LLM Observability in the Wild – Why OpenTelemetry Should Be the Standard

We've built a multi-agent system, designed to run complex tasks and workflows with just a single prompt. Prompts are written by non-technical people, can be 10+ pages long...

We've invested heavily in observability having quickly found that observability + evals are the cornerstone to a successful agent.

For example, a few things measure:

1. Task complexity (assessed by another LLM) 2. Success metrics given the task(s) (Agin by other LLMS) 3. Speed of agent runs & tools 4. Errors of tools, inc time outs. 5. How much summarizaiton and chunking occurs between agents and tool results 6. tokens used, cost 7. reasoning, model selected by our dynamic routing..

Thank god its been relatively cheap to build this in house.. our metrics dashboard is essentially a vibe coded react admin site.. but proves absolutely invaluable!

All of this happed after a heavy investment in agent orchestration, context management... it's been quite a ride!

This is awesome. Love seeing more teams investing early in observability and evals instead of treating them as an afterthought.
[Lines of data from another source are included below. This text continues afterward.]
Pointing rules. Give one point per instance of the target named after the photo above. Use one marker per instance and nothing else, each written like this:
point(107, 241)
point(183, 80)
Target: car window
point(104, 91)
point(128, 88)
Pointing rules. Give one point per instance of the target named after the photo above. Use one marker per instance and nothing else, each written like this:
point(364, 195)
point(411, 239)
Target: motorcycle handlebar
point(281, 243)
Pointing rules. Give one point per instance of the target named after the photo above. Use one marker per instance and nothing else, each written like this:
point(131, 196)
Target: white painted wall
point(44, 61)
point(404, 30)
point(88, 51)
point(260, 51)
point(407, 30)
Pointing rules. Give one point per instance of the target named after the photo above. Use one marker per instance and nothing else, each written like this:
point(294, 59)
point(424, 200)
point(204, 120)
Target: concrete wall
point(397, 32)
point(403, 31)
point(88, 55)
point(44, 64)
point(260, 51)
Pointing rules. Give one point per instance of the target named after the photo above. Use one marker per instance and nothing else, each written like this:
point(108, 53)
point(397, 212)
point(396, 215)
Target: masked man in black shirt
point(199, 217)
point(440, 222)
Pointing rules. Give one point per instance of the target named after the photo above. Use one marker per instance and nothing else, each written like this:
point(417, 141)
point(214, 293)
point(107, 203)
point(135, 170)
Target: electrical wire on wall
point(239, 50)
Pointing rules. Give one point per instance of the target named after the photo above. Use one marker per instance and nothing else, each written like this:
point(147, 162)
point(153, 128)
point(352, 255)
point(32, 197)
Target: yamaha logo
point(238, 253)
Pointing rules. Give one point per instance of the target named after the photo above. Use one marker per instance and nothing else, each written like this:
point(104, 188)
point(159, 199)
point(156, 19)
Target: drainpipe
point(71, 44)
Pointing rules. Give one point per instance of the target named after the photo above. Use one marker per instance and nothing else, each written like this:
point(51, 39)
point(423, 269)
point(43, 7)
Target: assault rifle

Your setup (LLM-assessed complexity, semantic success metrics, tool-level telemetry) hits what a lot of orgs miss, tying evaluation and observability together. Most teams stop at traces and latency, but without semantic evals, you can’t really explain or improve behavior.

We’ve seen the same pattern across production agent systems: once you layer in LLM-as-judge evals, distributed tracing, and data quality signals, debugging turns from “black box” to “explainable system.” That’s when scaling becomes viable.

Would love to hear how you’re handling drift or regression detection across those metrics. With CoAgent, we’ve been exploring automated L2–L4 eval loops (semantic, behavioral, business-value levels) and it’s been eye-opening.